Unknown evaluation metric

Hi,

Throughout Crunch 1 and Crunch 2, there have been various discussions and changes regarding the evaluation metrics (MSE vs Pearson vs Spearman). However, it remains unclear which metrics will be used. There are also concerns that the current metrics may not align with state-of-the-art metrics referenced in recent literature (cell-wise vs gene-wise correlation).

It is challenging to optimize models effectively without a clear understanding of the challenge objectives. Could you kindly provide more details on the evaluation metrics soon?

Thank you!

  1. Is the MSE the right metric for benchmark? - #9 by many-kalin

  2. Re-apply normalization - #5 by many-kalin

  3. Is Spearman's rank correlation the right metric for benchmarking? - #3 by soviet-manfred

1 Like

@enzo @cruncher-abde Would it be possible to add the Spearman computed gene-wise to the leaderboard as a side column just to look at it while we are waiting for decision?

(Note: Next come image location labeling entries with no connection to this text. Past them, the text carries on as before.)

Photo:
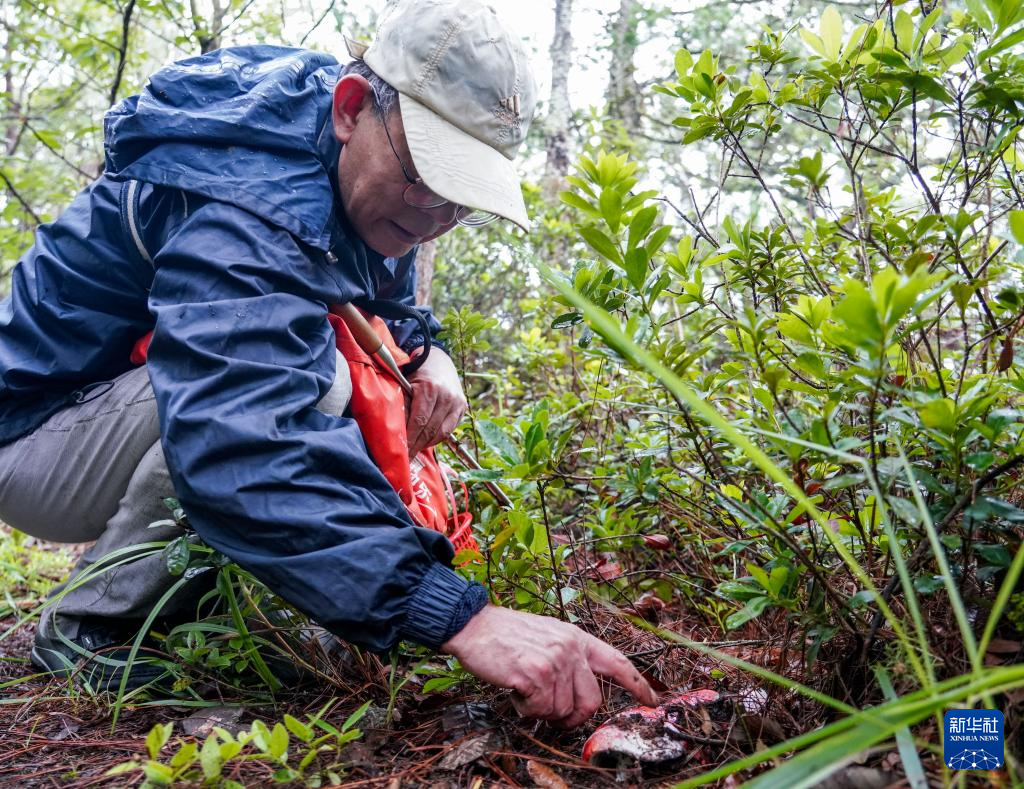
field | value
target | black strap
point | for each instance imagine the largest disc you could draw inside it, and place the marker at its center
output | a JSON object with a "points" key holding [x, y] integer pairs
{"points": [[392, 310]]}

It requires a small tweak in the code and anyway the metrics are not decided yet. Maybe it will be even helpful for the final decision.

Sorry, but this is quite a decision. We need to ask the broad team if they are okay with it.

Could you also provide us an implementation similar to the cell-wise implementation?
I am not sure how to implement your previous comment.

Hi, here is a gene-wise implementation similar to your cell-wise implementation. Also, I am including a second shorter implementation with less transformation - just utilizing pandas.

import pandas
import numpy
import scipy

def _spearman_cell_wise(
    prediction: pandas.DataFrame,
    y_test: pandas.DataFrame,
):
    cell_count = len(y_test.index)
    weight_on_cells = numpy.ones(cell_count) / cell_count

    A = y_test.to_numpy()
    B = prediction.to_numpy()

    rank_A = scipy.stats.rankdata(A, axis=1)
    rank_B = scipy.stats.rankdata(B, axis=1)

    corrs_cell = (
        numpy.multiply(rank_A - numpy.mean(rank_A), rank_B - numpy.mean(rank_B)).mean(axis=1)
        / (numpy.std(rank_A, axis=1) * numpy.std(rank_B, axis=1))
    )

    corrs_cell[numpy.isnan(corrs_cell)] = 0

    return numpy.sum(weight_on_cells * corrs_cell)

def _spearman_gene_wise(
    prediction: pd.DataFrame,
    y_test: pd.DataFrame,
):
    # Ensure that y_test and prediction have the same number of columns
    assert prediction.shape[1] == y_test.shape[1], "Prediction and y_test must have the same number of features (columns)"
    
    feature_count = prediction.shape[1]
    weight_on_features = np.ones(feature_count) / feature_count

    # Convert DataFrames to numpy arrays for easier manipulation
    A = y_test.to_numpy()
    B = prediction.to_numpy()

    # Compute ranks for both y_test and prediction for each feature (column-wise)
    rank_A = scipy.stats.rankdata(A, axis=0)  # Rank along features (columns)
    rank_B = scipy.stats.rankdata(B, axis=0)

    # Compute Spearman correlation for each feature
    corrs_feature = (
        np.multiply(rank_A - np.mean(rank_A, axis=0), rank_B - np.mean(rank_B, axis=0)).mean(axis=0)
        / (np.std(rank_A, axis=0) * np.std(rank_B, axis=0))
    )

    # Handle any NaNs in correlation values (can happen if there's no variation in a feature)
    corrs_feature[np.isnan(corrs_feature)] = 0

    # Return the weighted sum of feature-wise correlations
    return np.sum(weight_on_features * corrs_feature)


def _spearman_cell_wise(
    prediction: pandas.DataFrame,
    y_test: pandas.DataFrame,
):
    score = A.corrwith(B, method="spearman", axis=1).fillna(0).mean()
    return score


def _spearman_gene_wise(
    prediction: pandas.DataFrame,
    y_test: pandas.DataFrame,
):
    score = A.corrwith(B, method="spearman", axis=0).fillna(0).mean()
    return score

I encourage you to use the second simpler implementation, which only utilizes pandas. You could also easily switch to the person correlation if needed.

Thanks you very much.

I originally just implemented what the broad team gave me.
Making a mistake here would be horrible. Just copy-pasting their code make my responsability lighter.